Book Review
Title: "Situations Matter: Understanding How Context Transforms Your World"
Author: Sam Sommers
Publisher: Riverhead Books, 2012; 304 pages; $14.91 at amazon.com
Do you consider yourself a rugged individualist, like John Wayne or Ayn Rand? Well, get over yourself.
In his new book, "Situations Matter," Tufts University professor Sam Sommers makes a very strong argument that our personalities aren’t nearly as stable or as strong as we think, and that the people, places and things that make up the context — the situations — we’re engrossed in exert much more powerful influences on our choices, our relationships and our behavior than you might think.
In "Situations Matter," Sommers drills down into what he calls the "robust power of situations" with the declared aim of making you, if not a better person, certainly a more effective one, especially if you work in "people" fields, like sales, marketing and management, or if you ever (like Sommers) find yourself trying to prod a hotel voucher out of a harassed customer service agent at a Newark, N.J., airline counter.
Here are a couple of Sommers’ most profound insights on the critical importance of context. I give them with the caveat that this book is stuffed to the brim with such smarts, so if you find these gems interesting or are in a profession that requires you to interface with or understand other people, you’re likely to find this book to be a game-changer and perspective-shifter.
1. "WYSIWYG" is the exception, not the rule, for understanding human behavior. Throughout "Situations Matter," Sommers proves the point that What You See Is rarely, rarely What You Get when it comes to explaining what causes people to act as they do, join up with others, remain isolated, tip poorly, confess to crimes they did not commit, come off as smart, come off as incompetent, and even fail to help others who appear to clearly need it.
Much more often than not, researchers have shown that the primary drivers of these behaviors are not our inherent brilliance, deep-down incompetence, core stinginess or plain old rottenness. Rather, contextual factors like whether you’re running late or whether you’re in a crowd of others and, so, feel anonymous, have enormous impact on our actions in a given situation.
The more we can begin to appreciate and account for (a) the fact that a person’s bad behavior in one moment does not necessarily warrant writing them off as a numbskull, and (b) the actual situational factors at play that might be influencing decisions and behaviors, the more effective we can be at shaping those factors and, to be frank, getting what we want.

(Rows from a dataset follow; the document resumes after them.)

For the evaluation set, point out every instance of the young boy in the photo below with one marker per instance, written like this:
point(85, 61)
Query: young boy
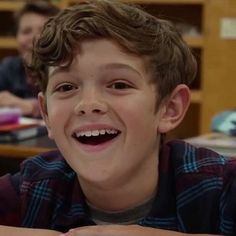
point(113, 80)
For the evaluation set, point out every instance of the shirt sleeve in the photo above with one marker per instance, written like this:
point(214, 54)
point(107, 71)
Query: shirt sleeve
point(10, 200)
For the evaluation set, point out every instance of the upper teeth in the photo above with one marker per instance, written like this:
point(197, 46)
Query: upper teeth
point(95, 132)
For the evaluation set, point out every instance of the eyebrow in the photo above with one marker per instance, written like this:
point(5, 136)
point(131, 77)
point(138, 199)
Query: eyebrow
point(120, 66)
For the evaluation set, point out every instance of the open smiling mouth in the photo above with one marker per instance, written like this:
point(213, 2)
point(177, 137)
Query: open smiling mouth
point(96, 137)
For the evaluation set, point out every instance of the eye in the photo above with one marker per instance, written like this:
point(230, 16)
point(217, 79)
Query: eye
point(65, 88)
point(120, 85)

2. Conformity is both friend and foe. The human inclination to go with the flow, following social norms and rules, is most markedly our friend when it comes to things like traffic safety. Turns out, though, that the pressure to avoid violating norms is so strong an influence on human behavior that it’s also the dear friend of marketers who want to get people to buy things and much more nefarious others (think: Jim Jones’ Guyana horror and the Heaven’s Gate mass suicide) who want to coerce people to do bizarre, self-destructive things.
In both these nightmarish scenarios, investigators reported finding extensive evidence of identical dress, communal living, renouncing birth names, and other strategies cult leaders use to create mindless conformity in the months and years leading up to the ultimate conformist act.
Sommers says that those who want to create behavior change in others should take note, seeding their own tip jars with a couple of bucks, for example. And those who want to interrupt conformity in their families or communities, say, to stop candy grubbing at Halloween, should do anything they can to emphasize the individual identities of their subjects (Hint: Ask the costumed munchkins their names and what street they live on).